列車内は流石空港へ向かうだけとあって大きな荷物を持っている人が目立つ。日本人の姿はないか見渡してみたが見当たらなかった為に仕方なく俺はガイドブックを読むことにした。地球の歩きからには3つのオーロラポイントが載っている。1つはアラスカのフェアバンクス、今回の大本命だ。2つ目はカナダのイエローナイフ。地球上で1番オーロラに遭遇できるという街らしく、4日滞在すればオーロラ遭遇率は90%を超えるという。3つ目はホワイトホース。こちらもカナダの街だがフェアバンクス、イエローナイフに比べると若干見劣りするといった感じだろうか。空港へ到着してチケットを購入すべくカウンターへ向かう。聞くところによると既にイエローナイフは5月のゴールデンウィークまで満席だそうで残るはフェアバンクスが数席、ホワイトホースも数席だけのようだ。俺は悩んだ。というのもフェアバンクスが大本命だったのだがカウンターの姉ちゃん曰く、最果ての地のようなものでフェアバンクスからはバンクーバーへ戻らなくては次の目的地に向かえないらしい。1番無難なのはホワイトホースという街だが、何も予習していなかったのでどんな場所かすら分からない。一旦ベンチに戻り、もう1度ガイドブックを熟読する。俺に残された期間は残り2週間あるかないかだ。2週間もあれば1度はオーロラは見れそうだが、オーロラを見るにはツアーに参加しなければならない。このツアーこそが厄介なのだ。

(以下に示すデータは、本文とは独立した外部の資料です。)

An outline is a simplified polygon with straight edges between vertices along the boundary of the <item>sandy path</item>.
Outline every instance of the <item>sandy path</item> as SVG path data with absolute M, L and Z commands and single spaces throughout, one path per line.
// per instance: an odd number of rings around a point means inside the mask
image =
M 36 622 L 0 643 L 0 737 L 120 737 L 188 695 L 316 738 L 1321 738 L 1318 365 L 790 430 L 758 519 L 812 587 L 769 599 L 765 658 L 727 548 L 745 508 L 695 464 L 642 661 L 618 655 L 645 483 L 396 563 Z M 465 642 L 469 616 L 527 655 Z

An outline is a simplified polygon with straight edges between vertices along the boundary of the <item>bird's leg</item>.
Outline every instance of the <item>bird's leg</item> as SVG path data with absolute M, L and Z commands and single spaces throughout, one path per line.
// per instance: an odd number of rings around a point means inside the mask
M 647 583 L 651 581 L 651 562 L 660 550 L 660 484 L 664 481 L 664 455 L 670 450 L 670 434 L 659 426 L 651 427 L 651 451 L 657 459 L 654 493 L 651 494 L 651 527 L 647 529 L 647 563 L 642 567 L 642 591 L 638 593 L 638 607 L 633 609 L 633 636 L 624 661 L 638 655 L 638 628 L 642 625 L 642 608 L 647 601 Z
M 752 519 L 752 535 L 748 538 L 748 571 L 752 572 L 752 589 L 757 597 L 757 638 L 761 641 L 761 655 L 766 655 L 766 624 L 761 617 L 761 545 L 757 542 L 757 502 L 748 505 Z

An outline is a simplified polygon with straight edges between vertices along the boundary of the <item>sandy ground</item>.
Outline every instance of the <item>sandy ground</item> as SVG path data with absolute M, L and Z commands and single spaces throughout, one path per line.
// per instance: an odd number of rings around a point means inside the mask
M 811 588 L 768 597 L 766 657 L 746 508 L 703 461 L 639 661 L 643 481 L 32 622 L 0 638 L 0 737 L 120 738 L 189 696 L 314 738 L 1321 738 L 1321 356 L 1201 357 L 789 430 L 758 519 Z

大体2~3日の宿泊付きツアーで4万円程度。とてもじゃないが2週間ぶっ続けでツアーに参加できる予算は持ち合わせていない。それに考えてみると、ただ暗闇の中でオーロラが出るのをじっと待つだけなのに2週間も飽きないで時間を潰せるのだろうか。とはいってもオーロラは自然現象だ。運が良ければ初日に見れるかもしれないし、運が悪ければいつまで経っても見えないだろう。ここで俺は考えた。仮に最後まで見れなかったらもう諦める他ない。これは自分の運が悪かったという事で諦めがつく。しかし運よく早々にオーロラを見れたとなったら、そう何度も何度も見る必要はないだろう。限られたこの貴重な旅という時間を目いっぱい使う為に他の街にも行けるはずだ。そうするとフェアバンクスは厳しいだろう。なんせバンクーバーにしか戻れないのだから。そうすると残るはホワイトホースという街しかない。いいじゃないかホワイトホース。名前の響きもなかなかいいし、下調べしまくって行くよりも現地でどうにかなった方が色々思い出に残るってものである。この日、俺は2日後のホワイトホース行きのチケットを手配した。

今回の俺の旅の目的はオーロラだ。そう考えると今やっと旅が始まったようなものなのである。この旅はまだ序章なのだ!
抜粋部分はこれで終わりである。